At approximately 6am on 21 October 2016, Mr Stefaniw was found naked and hanging by an electrical cord around his neck, tied to a cupboard in his room in the Roy Fagan Centre. The electrical cord belonged to an electronic PlayStation type device belonging to Mr Stefaniw. Mr Stefaniw had last been seen alive at 3.30am, when he was sitting on his bed watching television. It was not unusual for Mr Stefaniw to be awake at this time.

Findings

The Coroner found that Mr Stefaniw was a person held in care pursuant to section 3 of the Coroners Act 1995 (Tas) and therefore an inquest into his death was mandatory. This conclusion arose despite the fact Mr Stefaniw was not detained until the Mental Health Act 2013, as he was subject to the control of staff and detained within the Roy Fagan Centre against his will.
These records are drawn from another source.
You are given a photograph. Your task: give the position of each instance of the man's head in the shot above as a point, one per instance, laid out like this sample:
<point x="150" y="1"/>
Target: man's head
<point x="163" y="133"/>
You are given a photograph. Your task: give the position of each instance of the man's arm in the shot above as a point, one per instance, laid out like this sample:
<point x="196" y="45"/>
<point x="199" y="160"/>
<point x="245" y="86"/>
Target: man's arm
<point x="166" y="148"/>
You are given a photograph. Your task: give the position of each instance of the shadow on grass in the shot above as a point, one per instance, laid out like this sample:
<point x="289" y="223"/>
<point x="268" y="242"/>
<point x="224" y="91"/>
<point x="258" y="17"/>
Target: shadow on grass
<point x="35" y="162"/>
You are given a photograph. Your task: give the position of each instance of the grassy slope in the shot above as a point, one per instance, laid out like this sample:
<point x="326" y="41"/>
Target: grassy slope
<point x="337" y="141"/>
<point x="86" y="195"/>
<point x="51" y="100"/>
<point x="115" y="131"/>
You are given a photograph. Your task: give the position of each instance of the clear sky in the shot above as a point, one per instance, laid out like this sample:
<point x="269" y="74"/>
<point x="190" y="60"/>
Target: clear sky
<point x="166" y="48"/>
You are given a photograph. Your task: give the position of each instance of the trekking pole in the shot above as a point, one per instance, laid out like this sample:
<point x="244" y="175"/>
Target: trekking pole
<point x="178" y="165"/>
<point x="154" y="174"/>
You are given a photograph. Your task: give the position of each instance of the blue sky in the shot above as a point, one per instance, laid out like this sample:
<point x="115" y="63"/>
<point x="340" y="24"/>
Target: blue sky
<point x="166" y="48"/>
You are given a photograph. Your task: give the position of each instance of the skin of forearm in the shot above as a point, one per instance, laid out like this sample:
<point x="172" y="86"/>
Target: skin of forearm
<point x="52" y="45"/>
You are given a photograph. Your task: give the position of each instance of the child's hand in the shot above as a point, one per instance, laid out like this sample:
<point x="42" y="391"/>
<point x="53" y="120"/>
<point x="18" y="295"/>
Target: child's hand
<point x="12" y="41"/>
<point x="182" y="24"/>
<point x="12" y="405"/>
Further, he had obtained a solicitor to challenge the Board order so as to enable him to leave the Roy Fagan Centre.

As a consequence of this Coroner’s finding, the Coroner was required to comment upon Mr Stefaniw's care, supervision and treatment. The Coroner concluded that the care, supervision and treatment was of an entirely appropriate standard, subject to one qualification. That qualification was that the nurse was apprised of reason to have concern on 19 October 2016 by the solicitor and he did nothing to pass that information on. The situation would have been materially different had staff been aware of the adverse report made by the solicitor to the nurse, and it is likely that an increased level of checking would have been undertaken. As to the cause of death, the Coroner found that Mr Stefaniw placed the electrical cord around his neck, but the Coroner could not be satisfied to the requisite legal standard that he did so with the intention of ending his life. This was because he had a history of undertaking actions designed to protest against perceived injustices and also given his level of cognitive impairment.

Recommendations

The Coroner found that the circumstances of Mr Stefaniw’s death did not require any comments or recommendations as the Roy Fagan Centre had taken appropriate steps to address the issues that arose from Mr Stefaniw's death. In particular, the Centre had provided staff within increased training in relation to the assessment and management of risk of self-harm. Additionally, steps had been taken to remove hanging points from various rooms on the wards.